We do not direct our actions to men – abusers as it is an inescapable principle that women feel and are safe and protected in our services, and at the same time, we have several reservations towards criminal mediation in the way that is being tried to be implemented in Greece.

This brings us to the role of specialists and especially Ps in joint therapy such as marriage counselors/couples counseling, who have often contributed to the perpetuation of a family/relationship at the cost of mental burnout, abusive and violent forms of connection, and relationality. In order to avoid the problems of breaking up a marriage/family, in some cases a violent and abusive family is preferred over the breaking up of a family.

It is necessary today to question the patriarchal practices of kinship and socialization.
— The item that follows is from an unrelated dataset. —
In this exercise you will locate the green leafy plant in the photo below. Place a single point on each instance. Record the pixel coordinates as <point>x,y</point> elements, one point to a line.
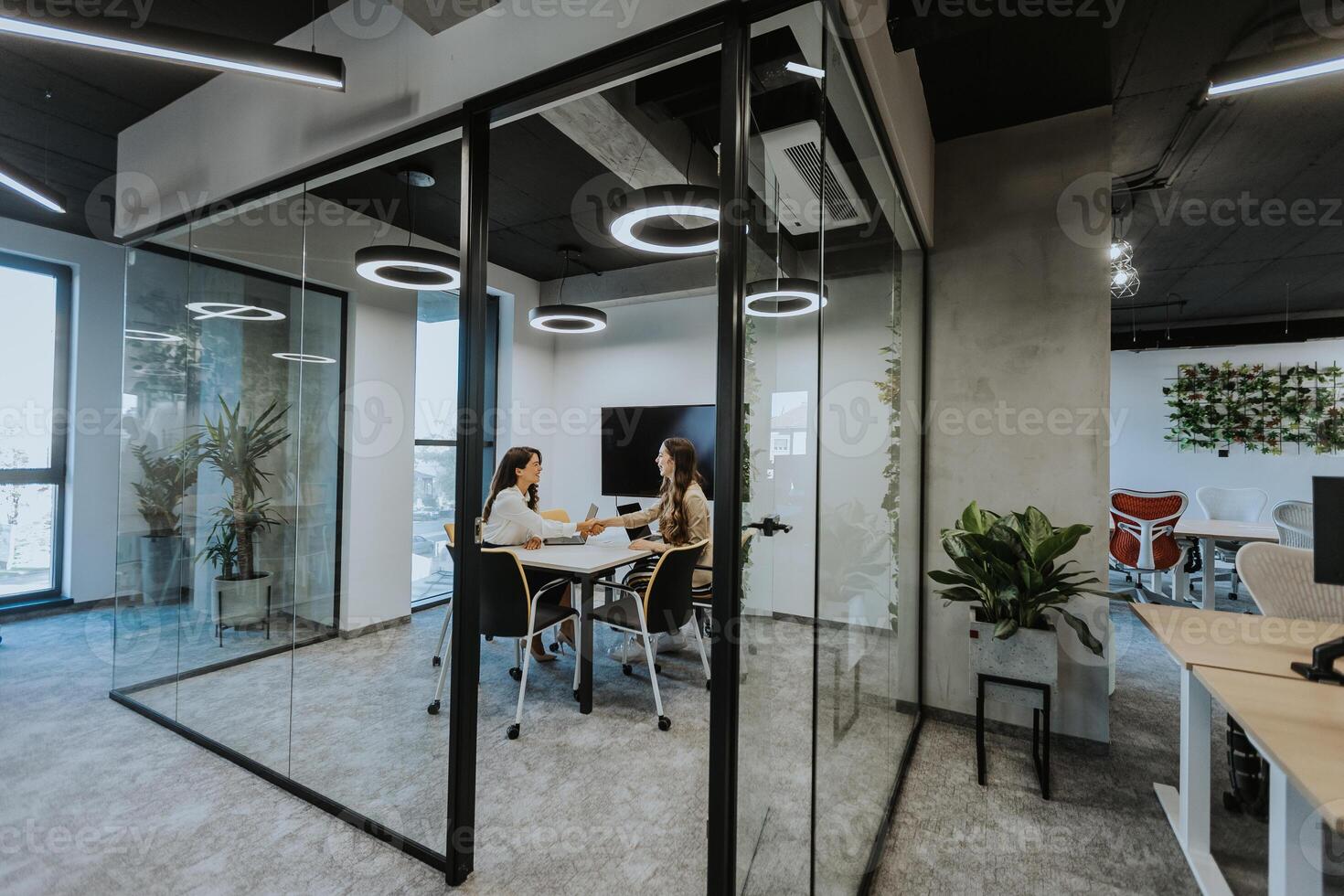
<point>1009,567</point>
<point>237,449</point>
<point>165,480</point>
To reflect on our role as mental health professionals, the techniques of control and power we exercise using a hegemonic epistemology that if not ignorant has only marginally and fragmentarily sought to actively integrate gender into the psychotherapy/counseling process. The need to place the suffering subject within the social, political, imaginative, biopolitical, desiring, etc. context.

A form of family without gender hierarchy

The recognition of the importance of the family in the achievement of social justice obliges us to still do a lot of work in order to devise social practices of family creation and childbearing beyond this age-old form of the (nuclear heteronormative institutional form of the family) by opening our thinking to examples of symbiotic, eccentric and from below that enrich our experiences because it is love that makes a family as Athanasiou tells us.

The family is not a private matter but we can think about it preserving the value of privacy and beyond the tension of the dividing line between the public and private spheres.

The question is how much public structuring of private choices is permissible in order to ensure gender justice and how do we balance claims to abolish gender injustice with other moral issues (such as freedom of religion, social organization, etc.).

We need more attention to creative and fruitful family-related policies that can reduce the centuries-old prevalence of gender hierarchy. Utilizing international experience, alternative practices, and forms of cohabitation, including policies that radically reform the labor market and legislation while providing a safety net mainly for poor families and their children.

“I will be post-feminist in the post-patriarchy.”